Listen: Umpire John Hirschbeck tells Mike Matheny he won’t win the argument

David Brown
Big League Stew

The St. Louis Cardinals appeared to catch a huge break in Game 1 of the World Series on Wednesday night when umpire Dana DeMuth credited infielder Pete Kozma with a catch at second base on a flip from Matt Carpenter in the first inning. Only, Kozma never actually caught the ball, and DeMuth was giving him the benefit of the doubt on the transfer from glove to throwing hand, which umpires do from time to time.

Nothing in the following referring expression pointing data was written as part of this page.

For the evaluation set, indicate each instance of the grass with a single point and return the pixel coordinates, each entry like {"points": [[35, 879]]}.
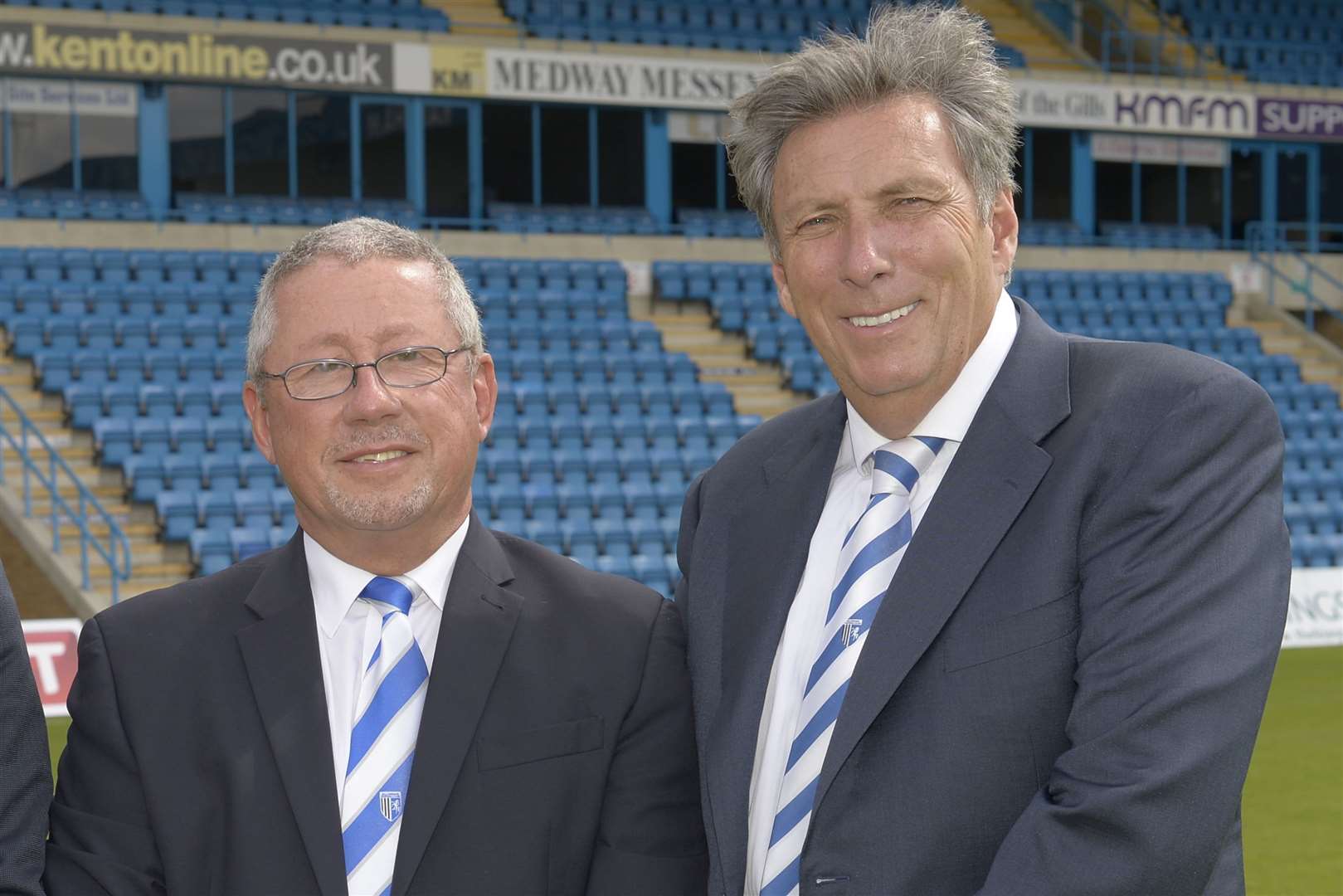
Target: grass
{"points": [[1293, 796]]}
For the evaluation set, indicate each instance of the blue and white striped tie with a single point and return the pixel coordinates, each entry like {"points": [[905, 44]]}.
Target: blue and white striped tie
{"points": [[382, 746], [868, 559]]}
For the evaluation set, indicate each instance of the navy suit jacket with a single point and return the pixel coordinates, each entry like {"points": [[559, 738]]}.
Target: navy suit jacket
{"points": [[555, 752], [1061, 689]]}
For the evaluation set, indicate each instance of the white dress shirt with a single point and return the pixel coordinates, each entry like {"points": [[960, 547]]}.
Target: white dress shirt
{"points": [[850, 486], [348, 629]]}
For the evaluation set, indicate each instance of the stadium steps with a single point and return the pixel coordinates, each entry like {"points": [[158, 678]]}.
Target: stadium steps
{"points": [[1280, 334], [1039, 43], [1143, 19], [153, 563], [474, 17], [722, 358]]}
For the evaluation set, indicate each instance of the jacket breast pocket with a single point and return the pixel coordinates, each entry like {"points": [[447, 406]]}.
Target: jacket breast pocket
{"points": [[1013, 635], [563, 739]]}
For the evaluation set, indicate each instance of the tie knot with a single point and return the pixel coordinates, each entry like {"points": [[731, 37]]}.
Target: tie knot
{"points": [[388, 592], [896, 466]]}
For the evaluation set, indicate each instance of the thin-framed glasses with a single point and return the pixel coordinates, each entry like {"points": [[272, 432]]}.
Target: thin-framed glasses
{"points": [[331, 377]]}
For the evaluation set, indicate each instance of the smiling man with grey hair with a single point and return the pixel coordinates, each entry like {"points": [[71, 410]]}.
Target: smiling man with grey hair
{"points": [[397, 700], [1000, 617]]}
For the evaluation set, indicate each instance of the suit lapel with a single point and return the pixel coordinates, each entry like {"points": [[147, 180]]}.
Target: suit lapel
{"points": [[994, 473], [768, 543], [284, 666], [479, 618]]}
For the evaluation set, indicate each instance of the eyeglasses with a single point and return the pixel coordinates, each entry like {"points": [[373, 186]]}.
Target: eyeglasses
{"points": [[331, 377]]}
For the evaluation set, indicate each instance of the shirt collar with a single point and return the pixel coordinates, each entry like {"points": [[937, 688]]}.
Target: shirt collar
{"points": [[950, 418], [336, 585]]}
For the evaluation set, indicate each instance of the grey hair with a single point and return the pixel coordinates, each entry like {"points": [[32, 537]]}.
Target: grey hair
{"points": [[352, 242], [946, 54]]}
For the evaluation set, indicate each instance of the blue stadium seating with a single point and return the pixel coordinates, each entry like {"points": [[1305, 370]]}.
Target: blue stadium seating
{"points": [[596, 421], [1162, 306]]}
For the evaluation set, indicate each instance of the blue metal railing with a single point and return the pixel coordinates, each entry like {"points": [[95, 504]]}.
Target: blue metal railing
{"points": [[1267, 241], [116, 553]]}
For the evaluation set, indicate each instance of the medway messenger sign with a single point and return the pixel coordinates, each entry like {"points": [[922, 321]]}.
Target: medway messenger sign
{"points": [[140, 54], [1204, 113], [571, 77]]}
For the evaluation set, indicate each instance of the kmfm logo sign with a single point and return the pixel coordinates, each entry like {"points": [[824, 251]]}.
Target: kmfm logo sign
{"points": [[54, 655]]}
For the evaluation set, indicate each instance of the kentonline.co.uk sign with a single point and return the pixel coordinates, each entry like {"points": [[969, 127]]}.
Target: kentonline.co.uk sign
{"points": [[36, 49]]}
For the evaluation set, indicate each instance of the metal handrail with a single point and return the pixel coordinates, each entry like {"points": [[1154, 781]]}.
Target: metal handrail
{"points": [[1265, 242], [60, 507]]}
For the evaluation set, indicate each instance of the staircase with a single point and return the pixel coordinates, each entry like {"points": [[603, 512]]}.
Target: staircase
{"points": [[1163, 39], [1043, 49], [1280, 334], [475, 17], [153, 563], [723, 358]]}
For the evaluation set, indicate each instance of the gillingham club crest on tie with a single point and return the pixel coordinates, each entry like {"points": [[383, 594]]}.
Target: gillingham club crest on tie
{"points": [[390, 804]]}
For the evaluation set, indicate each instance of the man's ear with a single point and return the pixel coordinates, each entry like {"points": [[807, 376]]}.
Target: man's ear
{"points": [[781, 282], [260, 418], [486, 391], [1002, 223]]}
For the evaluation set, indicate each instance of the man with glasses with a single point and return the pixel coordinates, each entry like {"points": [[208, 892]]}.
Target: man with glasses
{"points": [[398, 700]]}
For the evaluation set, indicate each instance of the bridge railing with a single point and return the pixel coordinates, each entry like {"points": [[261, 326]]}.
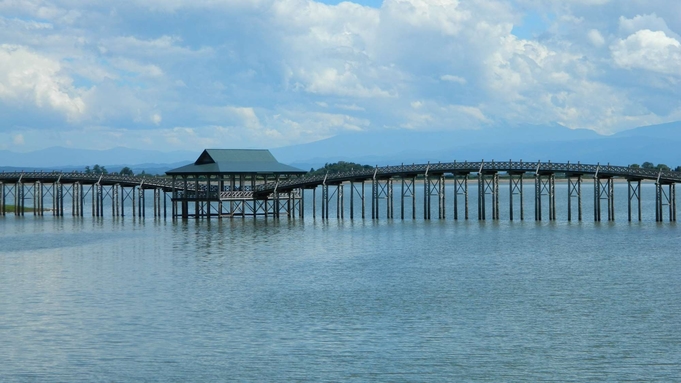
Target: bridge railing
{"points": [[474, 167]]}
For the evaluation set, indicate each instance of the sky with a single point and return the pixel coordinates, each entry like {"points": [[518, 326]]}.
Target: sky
{"points": [[186, 75]]}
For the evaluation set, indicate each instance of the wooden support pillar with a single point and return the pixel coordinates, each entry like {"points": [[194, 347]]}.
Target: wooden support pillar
{"points": [[363, 200], [515, 182], [460, 189], [314, 202], [2, 199], [133, 194], [575, 191], [634, 193], [339, 201], [545, 184], [352, 200]]}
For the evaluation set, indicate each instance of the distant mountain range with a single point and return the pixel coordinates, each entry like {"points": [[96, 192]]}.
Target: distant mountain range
{"points": [[657, 144]]}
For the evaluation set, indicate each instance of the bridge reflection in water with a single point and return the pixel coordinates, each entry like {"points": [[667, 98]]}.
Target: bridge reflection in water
{"points": [[41, 193]]}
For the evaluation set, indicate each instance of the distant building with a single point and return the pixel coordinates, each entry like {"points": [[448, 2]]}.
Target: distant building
{"points": [[221, 183]]}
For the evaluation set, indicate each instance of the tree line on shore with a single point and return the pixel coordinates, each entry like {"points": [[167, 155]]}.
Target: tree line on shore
{"points": [[650, 165], [342, 166], [125, 171]]}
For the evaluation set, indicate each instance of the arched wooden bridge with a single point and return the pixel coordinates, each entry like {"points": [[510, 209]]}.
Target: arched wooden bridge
{"points": [[271, 198]]}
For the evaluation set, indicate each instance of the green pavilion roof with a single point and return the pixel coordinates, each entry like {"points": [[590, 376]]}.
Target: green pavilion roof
{"points": [[236, 161]]}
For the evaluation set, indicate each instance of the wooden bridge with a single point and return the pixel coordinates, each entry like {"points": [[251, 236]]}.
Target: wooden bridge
{"points": [[285, 196]]}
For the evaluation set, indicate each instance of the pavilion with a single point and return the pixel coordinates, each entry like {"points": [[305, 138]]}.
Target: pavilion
{"points": [[221, 183]]}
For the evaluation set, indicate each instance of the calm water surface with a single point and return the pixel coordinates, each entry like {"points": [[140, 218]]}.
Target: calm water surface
{"points": [[390, 301]]}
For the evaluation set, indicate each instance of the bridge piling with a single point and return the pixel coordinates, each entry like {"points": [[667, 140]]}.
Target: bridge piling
{"points": [[545, 184], [488, 186], [634, 192], [515, 185], [460, 188], [574, 191]]}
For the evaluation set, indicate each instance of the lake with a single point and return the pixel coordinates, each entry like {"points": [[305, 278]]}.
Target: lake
{"points": [[255, 300]]}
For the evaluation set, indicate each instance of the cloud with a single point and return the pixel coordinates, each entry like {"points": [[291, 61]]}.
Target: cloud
{"points": [[275, 72], [649, 50], [596, 38], [452, 78], [28, 78]]}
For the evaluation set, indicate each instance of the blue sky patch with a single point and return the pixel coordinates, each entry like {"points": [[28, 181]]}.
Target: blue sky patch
{"points": [[533, 25]]}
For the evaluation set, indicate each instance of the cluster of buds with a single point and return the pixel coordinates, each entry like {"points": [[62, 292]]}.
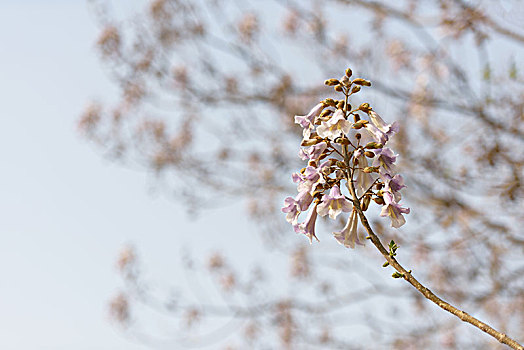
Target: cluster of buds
{"points": [[345, 145]]}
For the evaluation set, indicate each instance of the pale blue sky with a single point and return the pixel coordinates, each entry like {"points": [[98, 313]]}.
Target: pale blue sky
{"points": [[65, 211]]}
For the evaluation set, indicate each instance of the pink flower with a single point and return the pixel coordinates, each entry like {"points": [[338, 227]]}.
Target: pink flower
{"points": [[334, 127], [308, 227], [385, 159], [388, 129], [393, 210], [334, 203]]}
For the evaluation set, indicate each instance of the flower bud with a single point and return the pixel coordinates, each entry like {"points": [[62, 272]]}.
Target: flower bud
{"points": [[364, 107], [329, 102], [360, 124], [310, 142], [363, 82], [331, 82], [365, 203], [342, 140], [370, 169], [373, 145], [378, 200]]}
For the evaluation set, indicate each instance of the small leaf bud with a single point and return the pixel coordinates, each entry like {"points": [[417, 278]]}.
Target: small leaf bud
{"points": [[397, 275], [331, 82], [362, 82], [373, 145]]}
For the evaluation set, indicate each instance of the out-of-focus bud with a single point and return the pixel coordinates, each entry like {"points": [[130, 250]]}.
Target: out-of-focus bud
{"points": [[360, 124], [363, 82], [331, 82], [374, 145], [370, 169]]}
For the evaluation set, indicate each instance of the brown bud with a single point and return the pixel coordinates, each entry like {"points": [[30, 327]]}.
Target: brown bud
{"points": [[363, 82], [373, 145], [331, 82], [364, 107], [379, 200], [360, 124], [365, 203], [370, 169], [310, 142]]}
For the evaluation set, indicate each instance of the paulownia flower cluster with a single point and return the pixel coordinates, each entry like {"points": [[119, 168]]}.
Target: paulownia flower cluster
{"points": [[346, 150]]}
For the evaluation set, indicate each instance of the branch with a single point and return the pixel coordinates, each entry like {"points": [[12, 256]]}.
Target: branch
{"points": [[464, 316]]}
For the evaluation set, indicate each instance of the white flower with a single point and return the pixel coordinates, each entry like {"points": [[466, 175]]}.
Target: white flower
{"points": [[335, 127]]}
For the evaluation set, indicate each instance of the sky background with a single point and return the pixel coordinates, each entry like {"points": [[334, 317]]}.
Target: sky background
{"points": [[66, 211]]}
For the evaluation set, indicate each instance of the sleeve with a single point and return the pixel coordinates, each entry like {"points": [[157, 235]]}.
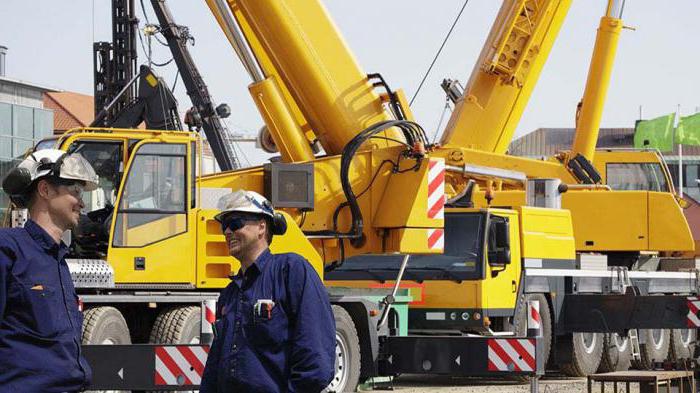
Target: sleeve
{"points": [[6, 260], [210, 376], [312, 328]]}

Well, after Red Sox manager John Farrell pointed out that perhaps DeMuth was being hasty, five other umpires got together and decided it wasn't a catch. It was, indeed, the ol' hasty transfer assumption. It was the turn of Cardinals manager Mike Matheny to argue. He was, like, "Where the heck did our huge break just go?" Good for all of us that Fox TV strapped a microphone to Hirschbeck, so we could hear how the conversation went down on the field:

Hirschbeck: "There's five of us out here. OK? And all five of us say we are 100 percent sure that that was not a catch."

Matheny: "— Well, how many ... ?!"

Hirschbeck: "Our job is to get it right."

Matheny: "— But ..."

And then the audio was cut off, sparing Matheny from any more indignity. Logic and reason prevailed over assumption (which you can never assume with umpires and managers). The umpire's mistake turned into Kozma's mistake — one of several the Cardinals made in Boston's 8-1 victory.

After the game, Matheny had settled down, and said it was just hard to take at the time.

"That's not a play I've ever seen before," Matheny told reporters. "And I'm pretty sure there were six umpires on the field that had never seen that play before either. It's a pretty tough time to debut that overruled call in the World Series. Now, I get that trying to get the right call, I get that. Tough one to swallow."

It's rare to overturn a call in that way, but not unprecedented. DeMuth, Hirschbeck and MLB official Joe Torre were made available to talk about the ruling after the game — which also isn't unprecedented. DeMuth admitted fault, saying he focused for too long on Kozma's foot and whether it was touching the second-base bag.

"I was assuming" that Kozma caught the ball, said DeMuth, who added that he felt "awful" about making the mistake, but was glad he had a team backing him up to ensure the play was called correctly in the end. Aren't we all? (Except for the Cardinals.)

If umpires went about reviewing questionable calls like this more often, fans might not be as inclined to call for invasively expanded video replay or for cyber umps to replace the humans.